Bear Canyon Trail (1.7 miles one way with 940 feet of elevation gain)
In Boulder and beyond, there are few trails more beautiful than Bear Canyon. Bear Canyon is lush with vegetation and ripe with views of nearby peaks. It may be accessed from NCAR Trailhead or the Bear Mountain Drive access point. The approach from either point is a little over one mile.
Yes, it’s gorgeous. But the best part of hiking Bear Canyon in the summer is the delightfully cold creek that winds alongside the trail. You’ll cross it several times, and don’t fight the urge to dip your feet in it… or your entire body. This trail and its accompanying creek are a true delight for any hiker in the hot season.
Mesa Trail (6.9 miles with over 1,000 feet of elevation gain)
Beginning at South Mesa Trailhead and ending at Chautauqua Trailhead, the Mesa Trail rises and falls as it takes you from south to north in the shadows of Boulder’s mountain range. You begin and end at roughly the same elevation, but you’ll do quite a bit of work in between.

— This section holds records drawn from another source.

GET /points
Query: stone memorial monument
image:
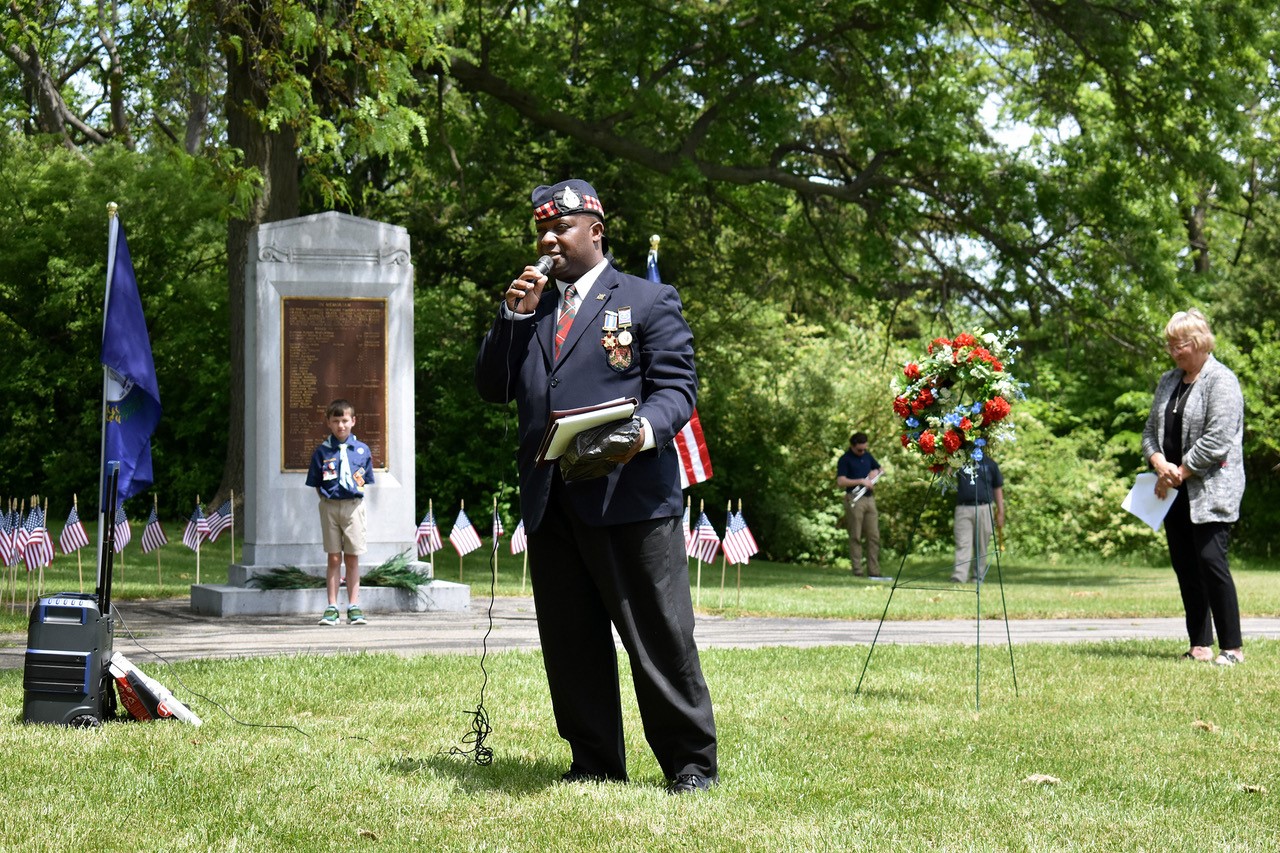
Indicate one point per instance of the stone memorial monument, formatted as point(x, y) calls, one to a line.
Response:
point(328, 314)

Mesa is the spine of the western trail system, connecting our three busiest trailheads (South Mesa, NCAR, and Chautauqua). This trail provides unique vantage points from which to view both the mountains and the plains. It’s also home to an astonishing array of wildlife. Everything from bears to rattlesnakes may be encountered, and wildflower junkies will want to bring their cameras. For those needing to chill out, Mesa encounters several creeks as it meanders along. With so much to see, ample shade, and plenty of creek crossings, it’s the quintessential summer hike.
Walker Ranch (7.8 miles with 892 feet of elevation gain, counter clockwise)

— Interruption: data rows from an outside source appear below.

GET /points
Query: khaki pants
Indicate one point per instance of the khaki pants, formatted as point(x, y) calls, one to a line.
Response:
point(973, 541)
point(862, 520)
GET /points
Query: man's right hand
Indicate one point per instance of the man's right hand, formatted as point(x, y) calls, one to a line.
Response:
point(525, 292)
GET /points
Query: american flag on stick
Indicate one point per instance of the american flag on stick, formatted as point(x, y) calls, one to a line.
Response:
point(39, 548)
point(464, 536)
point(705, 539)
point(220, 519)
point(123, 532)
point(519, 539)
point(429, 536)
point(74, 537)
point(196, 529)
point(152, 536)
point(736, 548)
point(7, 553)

Walker Ranch is a challenging loop just west of town. To get there, head west on Flagstaff Road for about 7 miles to the Walker Ranch Trailhead. This multi-use loop is open to hikers, bikers, and equestrians.
Like the Mesa Trail, Walker Ranch rolls up and down as it winds through meadow, forest, and riparian zones. It features a combination of shaded and exposed trails, but all at a higher elevation, which makes for cooler temps. Even at its lowest point, the loop is a full 1,000 feet higher than the city of Boulder.
Walker Ranch is a breathtaking, otherworldly type of hike. This is due, in large part, to its location adjacent to South Boulder Creek. And South Boulder Creek is no measly trickle. This is a rushing torrent of a creek, even late in the summer, and its wild waters are as beautiful as they are cold. When you reach The Falls, be sure to stop and stay a while. This is the perfect place for taking a dip, enjoying a picnic lunch, and taking photos.
Staying cool in the summer is no small feat for Boulder hikers, but with a little thought and planning, it’s a piece of cake (ice cream cake, of course). Be safe, chill out, and happy trails, Boulderites!